Do elevated temperature and CO2 generally have counteracting effects on phenolic phytochemistry of boreal trees?
Veteli, TO Mattson, WJ Niemela, P Julkunen-Tiitto, R Kellomaki, S Kuokkanen, K Lavola, A
JOURNAL OF CHEMICAL ECOLOGY 33:2 287-296
Global climate change includes concomitant changes in many components of the abiotic flux necessary for plant life. In this paper, we investigate the combined effects of elevated CO2 (720 ppm) and temperature (+2 K) on the phytochemistry of three deciduous tree species. The analysis revealed that elevated CO2 generally stimulated increased carbon partitioning to various classes of phenolic compounds, whereas an increase in temperature had the opposite effect.
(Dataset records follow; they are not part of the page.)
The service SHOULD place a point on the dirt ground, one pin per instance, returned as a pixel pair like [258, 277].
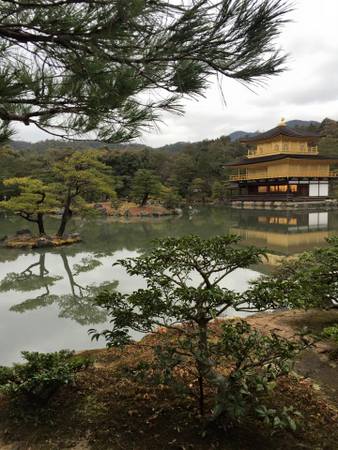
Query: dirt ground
[114, 406]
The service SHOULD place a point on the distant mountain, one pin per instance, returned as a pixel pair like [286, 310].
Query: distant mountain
[73, 145]
[312, 124]
[327, 127]
[303, 123]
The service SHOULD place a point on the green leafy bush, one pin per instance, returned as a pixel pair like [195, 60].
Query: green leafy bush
[41, 375]
[331, 332]
[184, 296]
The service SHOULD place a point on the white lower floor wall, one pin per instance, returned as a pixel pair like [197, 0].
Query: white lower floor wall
[318, 188]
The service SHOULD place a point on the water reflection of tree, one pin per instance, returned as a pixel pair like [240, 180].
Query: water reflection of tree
[77, 305]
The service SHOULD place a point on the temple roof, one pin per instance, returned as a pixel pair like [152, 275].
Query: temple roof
[260, 159]
[281, 130]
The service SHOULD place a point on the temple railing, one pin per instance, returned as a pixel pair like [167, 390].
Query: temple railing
[307, 151]
[258, 176]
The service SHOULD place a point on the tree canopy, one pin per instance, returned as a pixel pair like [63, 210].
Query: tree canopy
[183, 296]
[34, 200]
[107, 68]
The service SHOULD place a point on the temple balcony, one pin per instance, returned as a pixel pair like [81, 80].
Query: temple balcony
[264, 175]
[264, 152]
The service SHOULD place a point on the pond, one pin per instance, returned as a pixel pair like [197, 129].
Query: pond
[46, 295]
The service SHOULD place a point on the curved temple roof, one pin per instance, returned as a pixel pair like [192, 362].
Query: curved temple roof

The combined effects of both elevated CO2 and temperature were additive, i.e., canceling one another’s individual effects. Obviously, the effects of global climate change on leaf chemistry must simultaneously consider both temperature and CO2. If these results are generally applicable, then the counteracting effect of the temperature is likely to play a major role in alpine, boreal, and arctic zones in determining the balance between populations of plants and herbivores.